Monica Turner was born Monica Betts, in Nuneaton, Warwickshire in 1925. She had a love of birds and the countryside from a young age. She studied zoology at the University College London before joining the Edward Grey Institute, where she researched under David Lack. She was initially a field assistant for Peter Hartley and then obtained a grant from the Agriculture Research Council for her own research. After her doctorate, she worked on a project funded by the Nature Conservancy with John Gibb.

Monica married Geoffrey Turner in 1957 and lived in Cumnor, near Oxford. Geoffrey died in 1984. They have two children, Jonathan and Jessica, and also two grandchildren.

Turner was a great contributor to village life and was a member of Cumnor Parish Council. She also had a great love of Norwich Terriers. She died in Oxford in 2013, aged 88.

== Education ==

As an undergraduate student Turner read Zoology at University College London. The university had been re-located to Bangor during the war, and being on the doorstep of Snowdonia National Park appealed, though the final year of her study was completed back in London. She obtained a first class degree.

Upon completion of her undergraduate study, she immediately joined the Edward Grey Institute as Peter Hartley's field assistant.

== Career ==

Turner joined the Edward Grey Institute of Field Ornithology, Oxford in 1948 to conduct research on the foraging behaviour of great tits and blue tits. She was one of the first doctoral students to join the institute after the war, and also one of the first female students.
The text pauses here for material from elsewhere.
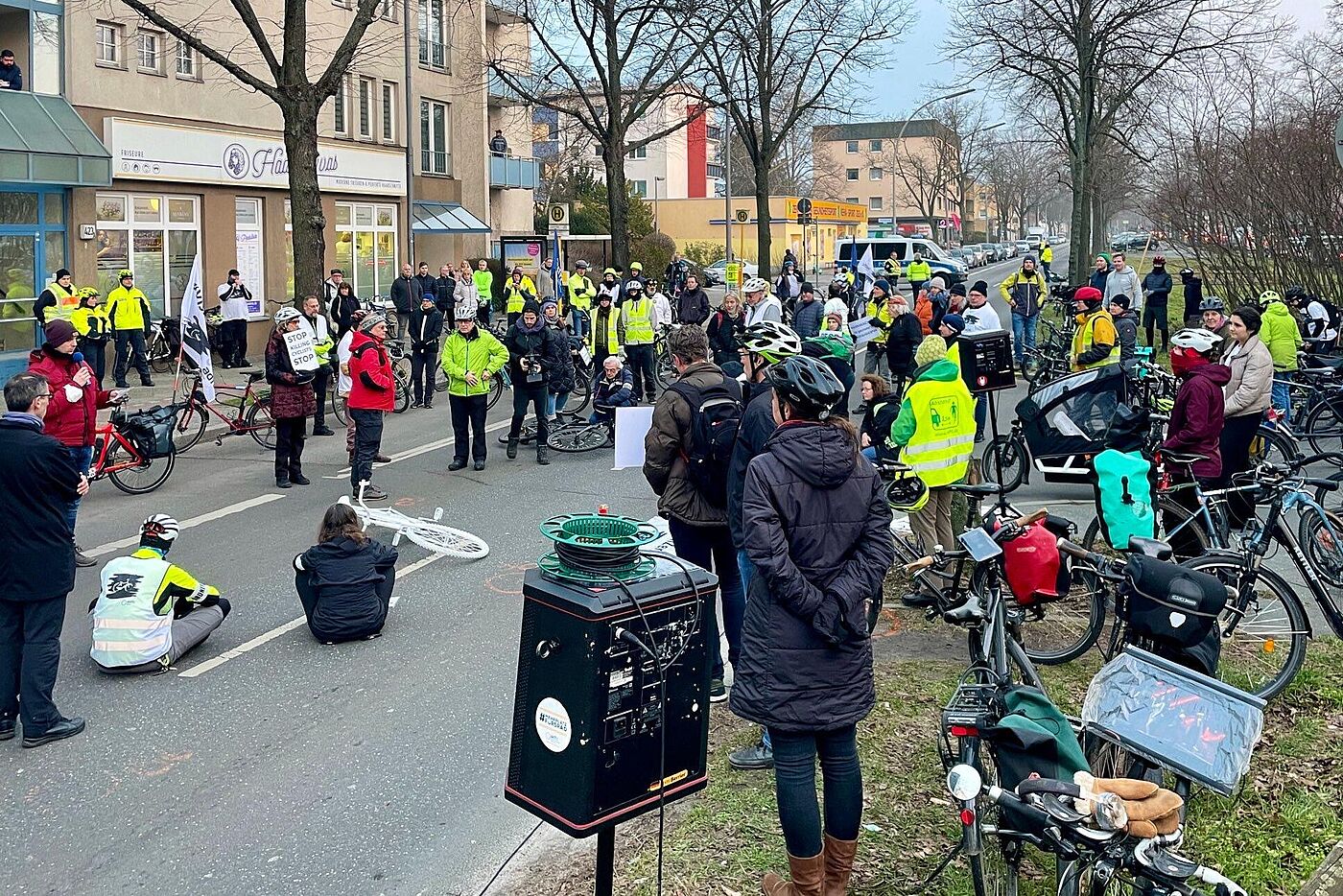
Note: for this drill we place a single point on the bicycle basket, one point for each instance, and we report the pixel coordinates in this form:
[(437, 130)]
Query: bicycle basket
[(152, 430)]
She soon obtained a five-year grant from the Agriculture Research Council and this resulted in her thesis.

An understanding of great tit behaviour was thought to be of potential importance in controlling caterpillar populations that were reducing timber production. Her thesis results showed that great tits actually captured a tiny proportion of the caterpillar population, amongst other things.

As an early research scientist she was one of few women in a male dominated department. However she went on to have a long academic career and conducted further post-doctoral studies on tits, obtaining a second five-year grant from the Agricultural Research Council. Turner then worked on the Nature Conservancy funded Breckland Research Project with John Gibb on tits and their prey in the Breckland pine woods in the east of England.